5 Essential VS Code Extensions Every Developer Should have
When I started coding, I spent way too much time on repetitive tasks. I would manually format my code, waste time figuring out who wrote what line of code when debugging, and constantly switch between VS Code and Postman to test APIs. Then I discovered VS Code extensions, and everything changed.
Here are 5 extensions that I use every single day. They save me hours of work and make coding way less painful.
1. GitLens
GitLens is like having X-ray vision for your code. It shows you who wrote each line, when they wrote it, and why.
I remember debugging a piece of code that kept breaking. I had no idea who wrote it or what the original purpose was. With GitLens, I just hovered over the line and saw the entire commit message and author right there. Turns out it was my own code from 3 months ago. Lesson learned.
The blame annotations appear right next to your code as you type. You can see the commit history for any file, compare branches, and even navigate through the entire repository history without leaving VS Code. When you are working in a team, this becomes essential. You can quickly figure out who to ask about a specific piece of code.
2. Prettier
Prettier formats your code automatically. That is it. But this one thing is huge.
Before Prettier, I spent time deciding whether to use single quotes or double quotes, how many spaces to indent, where to put my brackets, and all that stuff. Then I would get into arguments with teammates about code style during reviews.
With Prettier, I just hit save and the code formats itself. Everyone on the team uses the same rules, so our code looks consistent. No more discussions about tabs vs spaces.
You can set it to format your code every time you save a file. I enable this and forget about formatting completely.
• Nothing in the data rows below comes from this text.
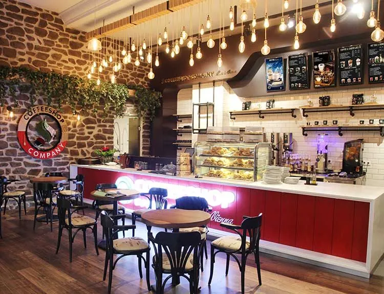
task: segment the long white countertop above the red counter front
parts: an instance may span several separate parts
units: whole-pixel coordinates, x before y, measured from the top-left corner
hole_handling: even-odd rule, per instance
[[[212,178],[212,177],[202,177],[195,178],[195,176],[172,176],[172,175],[163,175],[149,173],[147,170],[137,171],[133,168],[120,168],[119,165],[108,166],[108,165],[71,165],[73,167],[81,168],[91,168],[98,170],[109,170],[109,171],[118,171],[131,174],[147,175],[152,177],[160,178],[171,178],[171,179],[180,179],[190,182],[199,182],[207,184],[216,184],[216,185],[225,185],[232,187],[242,187],[242,188],[251,188],[259,189],[265,191],[276,191],[292,194],[301,194],[301,195],[310,195],[310,196],[319,196],[319,197],[330,197],[338,199],[348,199],[356,201],[365,201],[371,202],[378,197],[384,195],[384,188],[382,187],[373,187],[373,186],[360,186],[360,185],[347,185],[347,184],[338,184],[338,183],[322,183],[317,182],[317,186],[304,185],[304,180],[300,181],[297,185],[289,184],[279,184],[279,185],[269,185],[264,184],[263,181],[259,182],[243,182],[241,180],[230,180],[230,179],[221,179],[221,178]]]

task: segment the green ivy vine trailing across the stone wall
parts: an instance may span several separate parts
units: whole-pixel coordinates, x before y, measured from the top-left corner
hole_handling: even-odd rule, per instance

It handles JavaScript, TypeScript, HTML, CSS, and basically everything you throw at it.
3. ESLint
ESLint catches errors before you even run your code. It underlines potential problems right in your editor.
I once spent 2 hours debugging why my React component would not render. Turns out I had a typo in a variable name. ESLint would have caught that immediately with a red underline. Now I install ESLint on every project.
It does more than just catch typos though. It enforces coding standards, warns you about unused variables, suggests better ways to write code, and can even fix many issues automatically when you save. The colored underlines tell you exactly what is wrong and why.
When you pair ESLint with Prettier, you get both error checking and formatting handled automatically. They work together perfectly.
4. ES7+ React/Redux/React-Native Snippets
This extension is a massive time saver when working with React. Instead of typing out the same boilerplate code over and over, you just type a few letters and get the whole structure.
When I started with React, I would manually type out imports, component functions, and export statements every single time. It was tedious. Then I found this extension and my workflow completely changed.
You type "rafce" and hit tab, and boom, you get a full React functional component with an arrow function and export. Type "useState" and it autocompletes with the proper syntax. It works with JavaScript, TypeScript, and JSX.
The extension supports React, Redux, GraphQL, and React Native. If you work with any of these, the snippets will speed you up significantly. It saves me from typing the same code structure hundreds of times a week.
5. Thunder Client
Thunder Client is a lightweight API testing tool built right into VS Code. It is basically Postman but without leaving your editor.
Before I found Thunder Client, I would switch between VS Code and Postman constantly. Write some backend code, switch to Postman, test the API, switch back, make changes, repeat. It broke my flow every time.
Now I just click the Thunder Client icon in VS Code, create a request, and test my APIs without switching apps. It handles GET, POST, PUT, DELETE, and all the other HTTP methods. You can save requests in collections, use environment variables, and even write tests.
The interface is clean and simple. Everything you need is there, but it is not overwhelming like some of the bigger tools. For most API testing during development, Thunder Client does the job perfectly. Your test data saves locally, and you can commit your collections to Git so your team can use the same requests.
Final Thoughts
These 5 extensions transformed how I code. I installed them when I started learning web development, and they are still the first extensions I install on any new VS Code setup.
You do not need 50 extensions. Start with these 5. They cover the basics: version control, formatting, error checking, code snippets for React, and API testing. Everything else is just extra.
Install them, configure them once, and let them do their job in the background. You will code faster and make fewer mistakes.